Luiz Pereira Júnior 20/06/2020
Se for assim, é melhor nem pensar no que vem depois...
Se você já leu alguma resenha minha (não se preocupe, não estou aqui para pedir likes ou para que você ative sininhos – até porque aqui não é o lugar, não é mesmo?), já sabe que eu não faço resumos nem escrevo enredos de livros (isso dezenas de sites já fazem melhor do que eu). Escrevo apenas o que penso, o que sinto, ao ler.
E esse livro aí em cima, de título tão instigante?
Alerto que, primeiramente, você enfrentará um cipoal para entender do que o livro fala: uma linguagem confusa, hermética, um intrincado fluxo de consciência de um personagem que já está morto (Brás Cubas? Muito distante disso...), sendo melhor buscar ajuda nas resenhas e nos resumos já publicados. Então, o mundo (ou melhor, o livro) começa a se tornar mais claro.
Depois dos primeiros capítulos (sem spoiler, por favor), a narrativa assume tons – digamos – mais convencionais. O livro se torna mais fácil de ser compreendido, mas em nenhum momento a esquisitice, a bizarrice, a originalidade abandona a obra.
Dito isso, vamos ao que talvez seja o mais importante: não é um livro fácil, sob hipótese alguma. A visão do pós-vida é inquietante, lúgubre, macabra, angustiante, enojante. Pensar que alguém pode viver a eternidade (ou até a próxima reencarnação, pelo menos) com os abortos, os filhos mortos e as sobras falantes da gordura perdida e ganha durante toda a vida (essas informações constam de qualquer resumo do livro), não é um exemplo de literatura que possa ser chamada de “agradável”, nem nos dá conforto algum para quando a nossa hora chegar.
Também não ajudam em nada as várias referências aos lugares de Londres, com seus itinerários descritos de forma a simplesmente deixar o leitor com cara de tacho, pulando certos parágrafos sem remorso algum. Imagine que eu escrevesse um livro em que uma alma penada precisasse fazer o percurso de Candeias ao Janga, mas que precisasse alterar seu percurso também indo ao Poço da Panela, ao Jardim Atlântico e a Santo Amaro. Apenas os que tivessem nascido em uma determinada região metropolitana brasileira (não direi qual) entenderia as referências e o contexto do percurso. Você também não pularia esses trechos, se nada mais fosse informado sobre esses locais a não ser os nomes deles?

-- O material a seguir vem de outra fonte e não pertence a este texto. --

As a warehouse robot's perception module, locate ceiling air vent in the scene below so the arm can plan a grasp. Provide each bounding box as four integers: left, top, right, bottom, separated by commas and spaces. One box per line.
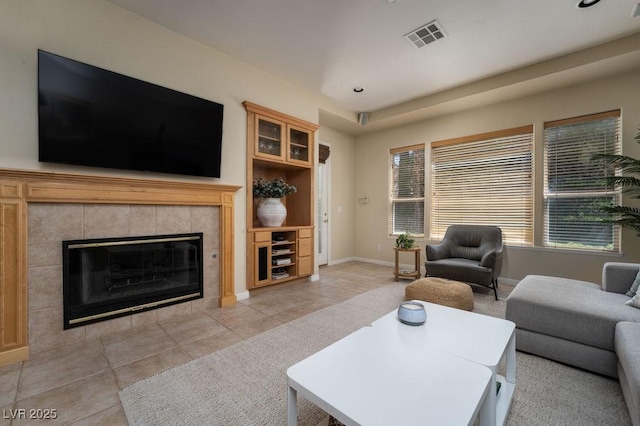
404, 21, 446, 49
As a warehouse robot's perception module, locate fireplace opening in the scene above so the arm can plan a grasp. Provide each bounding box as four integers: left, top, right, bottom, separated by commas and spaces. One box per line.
62, 233, 203, 330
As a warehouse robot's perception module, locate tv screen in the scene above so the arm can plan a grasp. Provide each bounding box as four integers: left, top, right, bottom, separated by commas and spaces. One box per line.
38, 50, 224, 177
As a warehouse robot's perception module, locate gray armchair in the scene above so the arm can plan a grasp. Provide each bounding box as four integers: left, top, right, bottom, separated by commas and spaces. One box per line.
424, 225, 502, 300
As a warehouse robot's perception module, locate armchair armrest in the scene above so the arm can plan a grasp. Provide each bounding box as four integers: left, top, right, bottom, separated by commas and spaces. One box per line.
480, 245, 504, 277
427, 243, 451, 260
602, 262, 640, 294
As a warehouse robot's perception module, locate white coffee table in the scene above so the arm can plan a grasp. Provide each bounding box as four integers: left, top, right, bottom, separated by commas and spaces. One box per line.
372, 300, 516, 425
287, 323, 492, 426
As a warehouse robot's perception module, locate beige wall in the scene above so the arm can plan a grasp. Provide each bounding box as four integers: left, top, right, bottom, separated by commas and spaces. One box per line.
354, 71, 640, 282
319, 127, 357, 264
0, 0, 328, 293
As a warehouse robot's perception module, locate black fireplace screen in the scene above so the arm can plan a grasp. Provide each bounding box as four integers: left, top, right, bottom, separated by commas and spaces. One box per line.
62, 233, 203, 329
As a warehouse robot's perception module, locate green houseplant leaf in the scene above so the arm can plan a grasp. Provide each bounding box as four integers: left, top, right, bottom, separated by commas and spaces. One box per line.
253, 177, 297, 198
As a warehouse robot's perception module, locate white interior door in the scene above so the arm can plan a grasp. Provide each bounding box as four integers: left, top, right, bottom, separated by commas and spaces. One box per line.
316, 156, 330, 265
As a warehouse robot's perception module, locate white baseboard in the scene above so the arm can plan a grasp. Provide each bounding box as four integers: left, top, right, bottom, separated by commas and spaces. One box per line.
236, 290, 249, 300
329, 256, 520, 286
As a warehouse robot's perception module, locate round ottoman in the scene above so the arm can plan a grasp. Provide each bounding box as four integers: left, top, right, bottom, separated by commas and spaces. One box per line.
404, 277, 473, 311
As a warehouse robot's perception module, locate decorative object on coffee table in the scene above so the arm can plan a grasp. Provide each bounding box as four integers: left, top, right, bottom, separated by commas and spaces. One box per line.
398, 301, 427, 325
405, 277, 473, 311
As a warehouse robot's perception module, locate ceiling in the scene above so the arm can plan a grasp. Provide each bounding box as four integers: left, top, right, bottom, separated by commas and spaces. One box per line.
109, 0, 640, 133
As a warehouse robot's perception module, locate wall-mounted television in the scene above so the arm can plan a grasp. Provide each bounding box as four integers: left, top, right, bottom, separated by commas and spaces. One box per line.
38, 50, 224, 177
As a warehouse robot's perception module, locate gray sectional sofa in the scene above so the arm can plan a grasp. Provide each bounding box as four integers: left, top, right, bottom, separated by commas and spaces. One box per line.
506, 262, 640, 425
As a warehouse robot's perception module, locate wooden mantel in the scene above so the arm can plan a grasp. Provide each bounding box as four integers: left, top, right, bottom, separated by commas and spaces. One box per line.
0, 169, 241, 366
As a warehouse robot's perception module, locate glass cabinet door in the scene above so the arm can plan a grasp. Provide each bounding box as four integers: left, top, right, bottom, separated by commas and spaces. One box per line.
255, 115, 285, 160
287, 126, 311, 165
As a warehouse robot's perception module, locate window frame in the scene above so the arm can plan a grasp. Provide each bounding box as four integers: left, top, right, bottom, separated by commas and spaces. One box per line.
387, 144, 426, 238
429, 124, 535, 247
541, 109, 623, 253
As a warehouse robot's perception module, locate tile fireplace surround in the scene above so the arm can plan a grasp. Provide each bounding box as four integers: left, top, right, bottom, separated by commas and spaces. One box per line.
0, 169, 239, 366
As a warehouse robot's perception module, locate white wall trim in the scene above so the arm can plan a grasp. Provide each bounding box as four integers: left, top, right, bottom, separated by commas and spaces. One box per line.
236, 290, 250, 300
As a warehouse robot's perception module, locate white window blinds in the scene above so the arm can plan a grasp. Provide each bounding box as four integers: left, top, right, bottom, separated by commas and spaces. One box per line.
543, 110, 622, 252
430, 125, 533, 246
388, 145, 425, 236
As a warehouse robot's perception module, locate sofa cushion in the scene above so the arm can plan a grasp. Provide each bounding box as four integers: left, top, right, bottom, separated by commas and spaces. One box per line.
625, 294, 640, 308
625, 271, 640, 297
506, 275, 640, 351
615, 322, 640, 420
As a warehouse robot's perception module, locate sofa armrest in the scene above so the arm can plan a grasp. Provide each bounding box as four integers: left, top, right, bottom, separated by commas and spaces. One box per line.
602, 262, 640, 294
427, 243, 451, 260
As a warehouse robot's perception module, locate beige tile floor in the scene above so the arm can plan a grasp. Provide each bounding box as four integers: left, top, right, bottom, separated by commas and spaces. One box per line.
0, 262, 510, 425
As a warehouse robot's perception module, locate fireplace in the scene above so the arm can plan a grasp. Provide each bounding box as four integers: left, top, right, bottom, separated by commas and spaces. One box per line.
62, 233, 203, 329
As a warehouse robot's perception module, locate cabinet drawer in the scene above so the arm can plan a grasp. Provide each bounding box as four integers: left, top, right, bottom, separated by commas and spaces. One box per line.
253, 232, 271, 243
298, 238, 311, 257
298, 229, 313, 238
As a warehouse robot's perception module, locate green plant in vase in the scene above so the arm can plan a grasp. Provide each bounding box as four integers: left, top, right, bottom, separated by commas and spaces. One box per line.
253, 177, 297, 227
396, 232, 414, 249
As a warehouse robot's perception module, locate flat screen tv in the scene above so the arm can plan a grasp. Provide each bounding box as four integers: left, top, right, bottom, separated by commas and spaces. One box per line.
38, 50, 224, 177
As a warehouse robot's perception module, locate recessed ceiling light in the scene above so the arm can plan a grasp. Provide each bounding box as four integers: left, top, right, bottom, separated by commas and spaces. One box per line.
576, 0, 600, 9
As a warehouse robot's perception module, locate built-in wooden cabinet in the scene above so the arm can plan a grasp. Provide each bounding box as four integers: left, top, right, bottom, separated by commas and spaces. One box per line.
250, 227, 313, 288
251, 114, 313, 167
243, 102, 318, 289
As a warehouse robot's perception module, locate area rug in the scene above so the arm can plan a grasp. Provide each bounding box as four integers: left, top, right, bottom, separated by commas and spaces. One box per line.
120, 283, 631, 426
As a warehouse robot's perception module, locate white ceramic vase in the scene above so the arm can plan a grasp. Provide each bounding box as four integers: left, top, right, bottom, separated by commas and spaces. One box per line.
258, 198, 287, 227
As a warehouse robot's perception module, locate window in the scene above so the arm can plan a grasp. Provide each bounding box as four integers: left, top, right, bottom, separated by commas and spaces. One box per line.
543, 110, 622, 252
430, 126, 533, 246
389, 145, 425, 236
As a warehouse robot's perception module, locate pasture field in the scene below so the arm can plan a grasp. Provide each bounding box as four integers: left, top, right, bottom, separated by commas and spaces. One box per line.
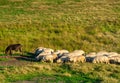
0, 0, 120, 83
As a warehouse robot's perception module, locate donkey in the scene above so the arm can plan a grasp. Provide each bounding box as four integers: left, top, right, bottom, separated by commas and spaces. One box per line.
5, 44, 22, 55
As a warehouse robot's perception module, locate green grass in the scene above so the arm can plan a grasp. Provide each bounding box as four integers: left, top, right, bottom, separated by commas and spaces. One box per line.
0, 0, 120, 83
0, 0, 120, 52
0, 63, 120, 83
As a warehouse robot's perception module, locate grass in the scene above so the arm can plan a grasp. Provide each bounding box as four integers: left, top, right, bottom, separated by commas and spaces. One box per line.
0, 0, 120, 52
0, 0, 120, 83
0, 63, 120, 83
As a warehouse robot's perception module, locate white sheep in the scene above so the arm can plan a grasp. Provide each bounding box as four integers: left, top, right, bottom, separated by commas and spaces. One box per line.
35, 48, 54, 61
108, 52, 118, 57
96, 51, 109, 56
93, 56, 109, 64
109, 55, 120, 63
34, 47, 46, 56
86, 52, 97, 62
56, 56, 69, 63
42, 54, 57, 63
69, 56, 86, 63
54, 50, 69, 58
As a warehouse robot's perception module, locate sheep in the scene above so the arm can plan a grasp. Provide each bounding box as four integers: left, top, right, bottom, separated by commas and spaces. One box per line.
56, 55, 69, 63
108, 52, 118, 57
42, 54, 57, 63
92, 56, 109, 64
86, 52, 96, 62
35, 52, 48, 61
73, 50, 85, 56
43, 48, 54, 54
35, 48, 54, 61
69, 56, 86, 63
34, 47, 46, 56
96, 51, 109, 56
109, 56, 120, 63
67, 50, 85, 57
54, 50, 69, 58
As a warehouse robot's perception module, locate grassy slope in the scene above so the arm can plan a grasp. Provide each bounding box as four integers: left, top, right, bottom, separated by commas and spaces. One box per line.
0, 0, 120, 83
0, 0, 120, 52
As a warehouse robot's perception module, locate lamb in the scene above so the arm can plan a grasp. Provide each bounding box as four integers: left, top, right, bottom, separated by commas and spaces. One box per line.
54, 50, 69, 58
109, 56, 120, 63
69, 56, 86, 63
56, 55, 69, 63
73, 50, 85, 56
93, 56, 109, 64
35, 48, 54, 61
96, 51, 109, 56
42, 54, 57, 63
86, 52, 96, 62
34, 47, 46, 56
108, 52, 118, 57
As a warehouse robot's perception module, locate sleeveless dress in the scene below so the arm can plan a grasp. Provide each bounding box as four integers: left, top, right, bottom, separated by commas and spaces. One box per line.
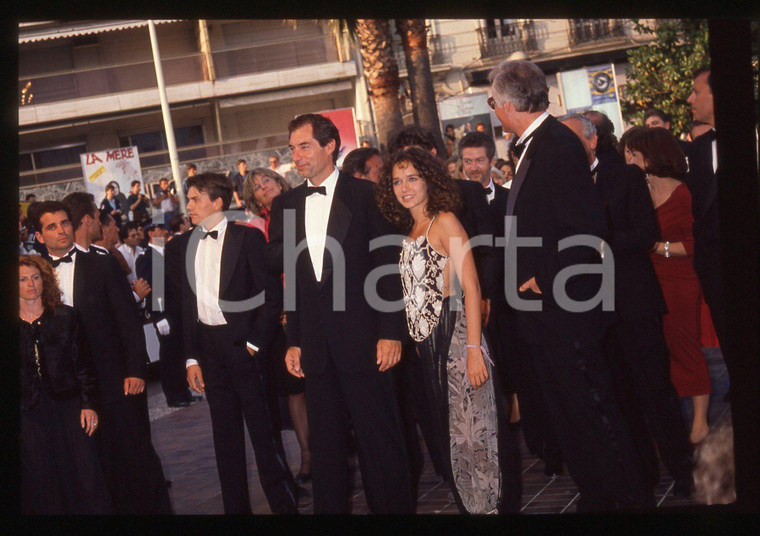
399, 218, 500, 514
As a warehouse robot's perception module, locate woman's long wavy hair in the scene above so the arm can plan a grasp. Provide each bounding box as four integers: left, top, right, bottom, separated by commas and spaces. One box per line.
18, 255, 63, 313
375, 147, 462, 232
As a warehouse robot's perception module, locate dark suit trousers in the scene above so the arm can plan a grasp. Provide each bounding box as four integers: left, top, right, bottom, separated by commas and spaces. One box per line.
606, 315, 691, 484
197, 323, 297, 514
306, 356, 414, 514
491, 312, 562, 466
156, 323, 188, 404
531, 339, 654, 512
98, 391, 172, 514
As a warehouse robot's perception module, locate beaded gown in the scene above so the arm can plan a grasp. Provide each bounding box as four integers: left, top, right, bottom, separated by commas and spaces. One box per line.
399, 218, 500, 514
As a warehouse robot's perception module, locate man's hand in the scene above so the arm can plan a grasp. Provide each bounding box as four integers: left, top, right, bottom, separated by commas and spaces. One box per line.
79, 409, 98, 435
285, 346, 304, 378
132, 278, 150, 301
520, 277, 541, 294
377, 339, 401, 372
124, 378, 145, 395
187, 365, 206, 393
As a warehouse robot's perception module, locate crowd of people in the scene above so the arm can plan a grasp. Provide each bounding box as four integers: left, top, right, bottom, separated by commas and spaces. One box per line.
19, 60, 731, 514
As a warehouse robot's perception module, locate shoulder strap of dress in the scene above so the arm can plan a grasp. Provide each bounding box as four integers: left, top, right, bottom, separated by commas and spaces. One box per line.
425, 214, 438, 240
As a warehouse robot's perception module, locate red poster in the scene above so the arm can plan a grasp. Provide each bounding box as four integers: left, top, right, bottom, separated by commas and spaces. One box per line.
315, 108, 359, 168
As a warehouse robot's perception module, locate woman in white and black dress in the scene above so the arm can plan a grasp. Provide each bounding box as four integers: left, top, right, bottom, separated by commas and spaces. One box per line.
19, 255, 114, 514
377, 147, 501, 514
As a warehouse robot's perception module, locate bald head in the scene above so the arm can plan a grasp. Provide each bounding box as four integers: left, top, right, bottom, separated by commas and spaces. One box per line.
559, 114, 597, 166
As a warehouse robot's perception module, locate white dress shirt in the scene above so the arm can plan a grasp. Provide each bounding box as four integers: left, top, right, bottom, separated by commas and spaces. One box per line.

E a pergunta final com que (quase) sempre encerro meus textos: vale a pena?
Não, se você gosta de livros fofos, que vão deixar um sorriso em seu rosto e derramar lágrimas de felicidade em ter encontrado o final que sonha para a sua vida.
Não, se você gosta de livros que prendam a sua atenção logo nas primeiras páginas, de fazer os outros ficarem impressionados com a sua leitura incrivelmente rápida.
Sim, se você gosta de uma história original, mesmo que irritantemente difícil, angustiante por vezes e mais horrenda do que muitas histórias de terror fofo que andam por aí.
Sim, se você é daqueles leitores que lutam para terminar um livro, porque sabem que o prazer dessa leitura não pode ser mensurado pelas réguas normais da leitura do prazer imediato e reconfortante.
Enfim, conheça por sua conta e risco como vivem os mortos – mas não diga que eu não avisei (só para encerrar meu texto com uma frase bem chavão...).